New research has revealed that an astonishing number of UK doctors prescribe placebos to their patients on a regular basis. In a national survey carried out by Dr Jeremy Howick of the Department of Primary Care Health Sciences, at Oxford University, as many as 97% of 783 primary care general practitioners (GPs) admitted to prescribing placebos at least once in their career.

The study leaves no doubt as to whether or not placebo prescriptions are common in the UK, but provides little insight into whether this is something we should be concerned about. Since its publication, the study has created much speculation over the possible benefits versus ethical concerns involved in the prescription of placebos.

Placebo use in the UK

"The study has created much speculation over the possible benefits versus ethical concerns involved in the prescription of placebos."

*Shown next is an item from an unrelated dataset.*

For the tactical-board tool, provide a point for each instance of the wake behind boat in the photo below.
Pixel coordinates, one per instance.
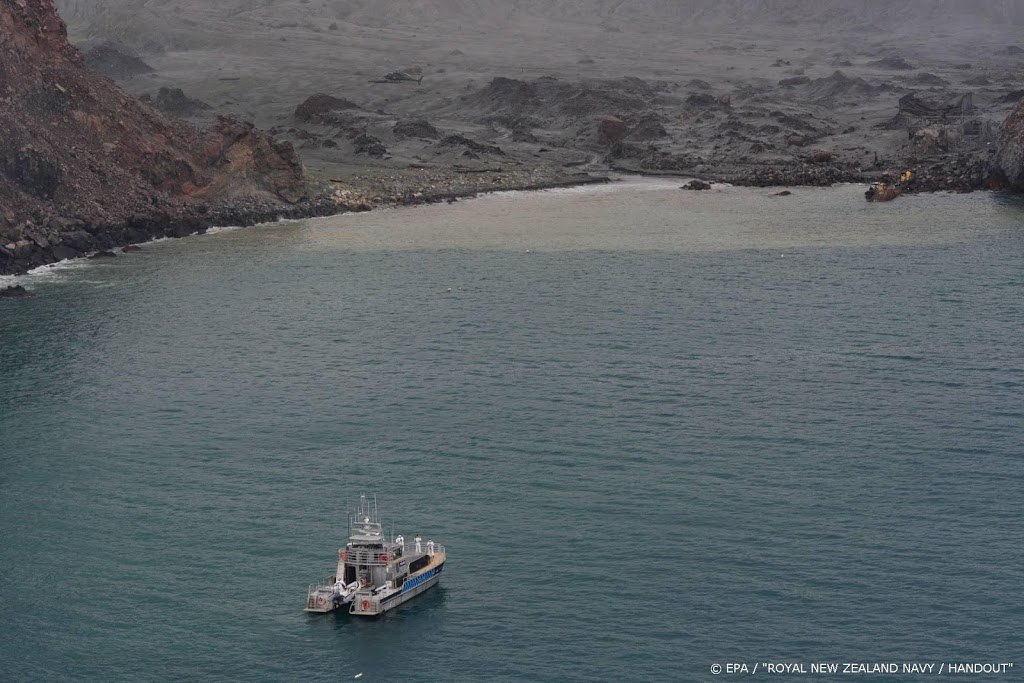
(375, 574)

The PLOS ONE study, carried out by Dr Howick and his team at Oxford University, revealed that while 12% of respondents used pure placebos, such as sugar pills and saline injections, at least once in their career, as many as 97% used impure placebos, such as antibiotics.

Almost every GP who took part in the study reported prescribing supplements, probiotics and complementary medicines without proven efficacy – three-quarters on a daily or weekly basis. While only one percent admitted to prescribing pure placebos at least once per week, 77% prescribed impure placebos weekly.

While there is a paucity of research on placebo use in the UK at present, data from the US and Europe can help to shed light on why placebos might be becoming more popular among UK GPs. Fortunately, the majority of these studies indicate that doctors have not fallen into the habit of prescribing placebos without good cause or intention.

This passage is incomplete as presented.